Royal Festival Hall, Londres • 5.10.07 à 19h30
Chicago Symphony Orchestra, Riccardo Muti.
Tchaïkovski : symphonie n°6, “Pathétique”
Hindemith : Nobilissima visione – Suite
Scriabine : Le Poème de l’extase
Où l’on retrouve, de l’autre côté de la Manche, le Chicago Symphony Orchestra, vu à Pleyel il y a quelques jours pour un concert fort décevant.
Ça commence assez mal, avec une Pathétique poussée au-delà des limites du supportable : Muti étire les lignes mélodiques jusqu’à la rupture ; il se concentre uniquement sur le phrasé au détriment de la couleur et du rythme ; les cordes sont tellement legato, avec des coups d’archet de trois kilomètres, que ça en devient presque écœurant. La musique de Tchaïkovski a besoin de rester plus nature.
La deuxième partie remonte nettement le niveau. Les deux pièces proposées sont de petits chefs d’œuvre : chacune à sa façon exalte une forme de sensibilité mystique ; chacune s’achève sur une sorte d’éblouissante vision solaire. Le style Muti convient infiniment mieux à ce répertoire. L’orchestre semble particulièrement en phase avec cette musique, notamment dans le Scriabine, où les cuivres (fort nombreux) se déchaînent dans le final.
Muti (qui, manifestement, voyage avec son podium recouvert de moquette bordeaux) prend la parole : on ne peut pas décemment jouer de bis après le Poème de l’extase… mais, allez, on va le faire quand même.
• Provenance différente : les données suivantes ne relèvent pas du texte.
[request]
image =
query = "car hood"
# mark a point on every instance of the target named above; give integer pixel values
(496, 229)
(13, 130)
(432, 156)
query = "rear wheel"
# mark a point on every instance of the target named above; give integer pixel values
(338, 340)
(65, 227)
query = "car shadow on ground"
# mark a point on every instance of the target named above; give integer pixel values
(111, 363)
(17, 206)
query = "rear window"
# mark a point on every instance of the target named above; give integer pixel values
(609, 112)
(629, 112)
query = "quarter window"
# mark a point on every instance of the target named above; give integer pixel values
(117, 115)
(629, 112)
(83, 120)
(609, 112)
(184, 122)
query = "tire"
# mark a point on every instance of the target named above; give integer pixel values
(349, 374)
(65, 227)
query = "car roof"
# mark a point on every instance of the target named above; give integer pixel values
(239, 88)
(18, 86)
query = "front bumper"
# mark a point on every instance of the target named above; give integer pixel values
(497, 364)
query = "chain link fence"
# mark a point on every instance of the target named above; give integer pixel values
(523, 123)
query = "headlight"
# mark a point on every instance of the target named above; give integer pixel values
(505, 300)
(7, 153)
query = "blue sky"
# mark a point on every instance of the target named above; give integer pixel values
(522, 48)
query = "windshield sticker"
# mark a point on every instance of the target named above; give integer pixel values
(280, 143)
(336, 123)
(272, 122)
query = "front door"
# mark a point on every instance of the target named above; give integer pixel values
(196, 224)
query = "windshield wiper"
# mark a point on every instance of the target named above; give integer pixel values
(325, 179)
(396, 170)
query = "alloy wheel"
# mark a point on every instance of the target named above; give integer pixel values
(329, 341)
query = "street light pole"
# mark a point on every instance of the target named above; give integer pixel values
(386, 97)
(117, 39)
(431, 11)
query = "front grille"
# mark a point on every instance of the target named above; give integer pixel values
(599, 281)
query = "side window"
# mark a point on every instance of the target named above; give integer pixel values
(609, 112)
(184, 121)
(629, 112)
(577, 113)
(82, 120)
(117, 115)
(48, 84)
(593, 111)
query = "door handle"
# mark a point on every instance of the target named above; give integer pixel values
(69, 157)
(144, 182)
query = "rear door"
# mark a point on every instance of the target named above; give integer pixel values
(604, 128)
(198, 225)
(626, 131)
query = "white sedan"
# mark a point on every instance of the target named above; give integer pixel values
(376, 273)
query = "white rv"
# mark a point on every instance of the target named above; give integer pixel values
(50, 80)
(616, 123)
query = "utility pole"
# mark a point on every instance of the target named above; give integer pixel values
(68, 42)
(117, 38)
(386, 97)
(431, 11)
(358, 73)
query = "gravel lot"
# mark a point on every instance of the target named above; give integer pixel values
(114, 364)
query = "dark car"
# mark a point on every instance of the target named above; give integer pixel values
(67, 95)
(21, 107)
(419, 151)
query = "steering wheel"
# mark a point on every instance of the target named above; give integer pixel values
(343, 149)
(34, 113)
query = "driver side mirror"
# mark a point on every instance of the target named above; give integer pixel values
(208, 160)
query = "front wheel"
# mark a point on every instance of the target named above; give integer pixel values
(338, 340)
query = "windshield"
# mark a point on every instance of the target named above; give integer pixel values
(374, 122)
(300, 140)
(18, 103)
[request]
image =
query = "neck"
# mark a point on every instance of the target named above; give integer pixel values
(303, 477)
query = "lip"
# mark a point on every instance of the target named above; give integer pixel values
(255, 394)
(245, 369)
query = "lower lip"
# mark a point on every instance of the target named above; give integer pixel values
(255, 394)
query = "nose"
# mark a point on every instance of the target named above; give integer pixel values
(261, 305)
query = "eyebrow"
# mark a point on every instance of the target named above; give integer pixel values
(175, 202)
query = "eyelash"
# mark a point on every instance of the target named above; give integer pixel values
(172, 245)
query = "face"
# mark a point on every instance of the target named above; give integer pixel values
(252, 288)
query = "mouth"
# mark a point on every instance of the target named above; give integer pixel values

Il a choisi le “troisième entracte” de Rosamunde de Schubert. Dès les premières notes, on sent que quelque chose de pas banal est en train de se produire. Le public devient parfaitement silencieux et attentif. Un irrésistible moment de grâce s’installe à Festival Hall. L’introduction du thème principal par les cordes est sublime ; puis le dialogue qui s’engage avec l’harmonie est bouleversant. Le tempo très lent, qui allait si mal à la Pathétique, fait des merveilles pour la divine musique de Schubert. Muti, qui assure aussi le spectacle visuel, s’arrête de diriger de temps en temps et il regarde le concertmaster comme s’il était en train de vivre une expérience mystique. C’est le cas, en tout cas, d’une partie du public. Quand je regarde autour de moi, à la fin, trois autres spectateurs sont en train de sécher leurs larmes. Une dame au premier rang est encore en train de pleurer lorsque je passe devant elle pour sortir. Près de deux heures plus tard, j’en ai encore la gorge serrée.
Pas étonnant que sur le Scriabine avec beaucoup de cuivres le CSO ait brillé. Je trouve que l'opulence sonore des cuivres est une marque de fabrique des grands orchestres américains. D'aucuns ne trouveront pas cela toujours très fin. Question de sensibilité. Chicago qui raconte Scriabine sous la baguette du plus latin des chefs italiens... Cela doit être quelque chose... Sur Rosamunde, cela ressemble à cette alchimie qui opère souvent sur un bis car les interprètes se relâchent et se dévoilent enfin. Je me souviens d'un mouvement d'une sonate de Mozart en bis par Kristian Zimmerman il y quelques années qui avait conduit à un silence absolu et une émotion d'une intensité rare à Pleyel. Visiblement bonne pioche que ce concert du 5 octobre, surtout pour le bis !
Rédigé par : Philippe Delaide | 07 octobre 2007 à 18:12
> Oui, c’est vrai que les bis peuvent être des moments rares, surtout si les musiciens, après un numéro de bravoure, n’ont plus besoin de se concentrer sur leur technique et peuvent tout donner à l’interprétation.
Oui, bonne pioche, en effet. C’était un de ces moments dont on aurait presque envie de dire qu’ils donnent un sens éclatant à la vie.